Slippers
Theatre Upstairs, Dublin
***
At a certain point in the history of modern living, a new and seemingly unwinnable conflict arose: the war on clutter. The poignant frontline in this new ideal of an unencumbered home involved the death of a parent, where grieving offspring dutifully sorted through the accumulation of a lifetime, asking, “Keep or throw?”
That is the mantra of this new play by Jeda de Brí (who also directs) and Finbarr Doyle, which finds two sisters, Jean and Sarah, systematically discarding their mother’s possessions, which have built up like layers of sedimentary rock.
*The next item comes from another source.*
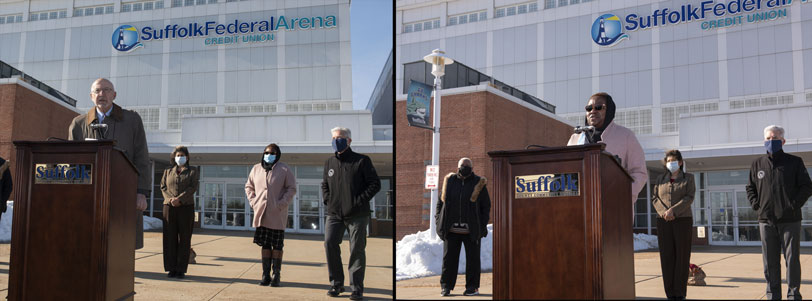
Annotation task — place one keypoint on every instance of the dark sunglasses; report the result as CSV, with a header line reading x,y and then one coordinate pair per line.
x,y
597,107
That she was a compulsive hoarder makes their excavation both amusing and unsettling, a dig through memories, trauma and an unwanted inheritance.
Good casting, as Sickle Moon Productions recognises, is important in such family dramas, and the physical similarity between Sonya O’Donoghue’s gentle Sarah and Katie McCann’s snippy Jean allows for a revealing, understated comedy. Sarah artlessly compliments Jean’s hair, for instance, which is a mirror image of her own – even if her accent, strangely, is not. But, surprisingly, other roles receive less attention: in a story of clutter, every prop should have a story.
Aoife Fealy’s design does an admirable job of amassing bric-a-brac, while de Brí manoeuvres the siblings carefully and confrontationally around the debris. But few knick-knacks have character until we find a sweet jar full of baby soothers. Are they Sarah’s? “No,” comes the reply, “she found those ones.” This is a much deeper pathology with a more twisted history.
The play has its own clutter of details: signs of affection, resentment and dysfunction that soon build into vertiginous stacks. Some of these are delicately constructed and subtly performed, such as the prickly undercurrent between McCann’s deserter (the sister who fled) and O’Donoghue’s martyr (the sister who stayed). But, with a bemusing suddenness, the play finally topples into melodrama. “It doesn’t mean I’m mad,” says the character who is clearly mad.
There's a curious pressure on short plays to reach sensational denouements, as though anything less would be a waste of time, but
Slippers
is most effective in quieter moments. Then again, maybe it's inevitable that a play about hoarding should finally become overloaded.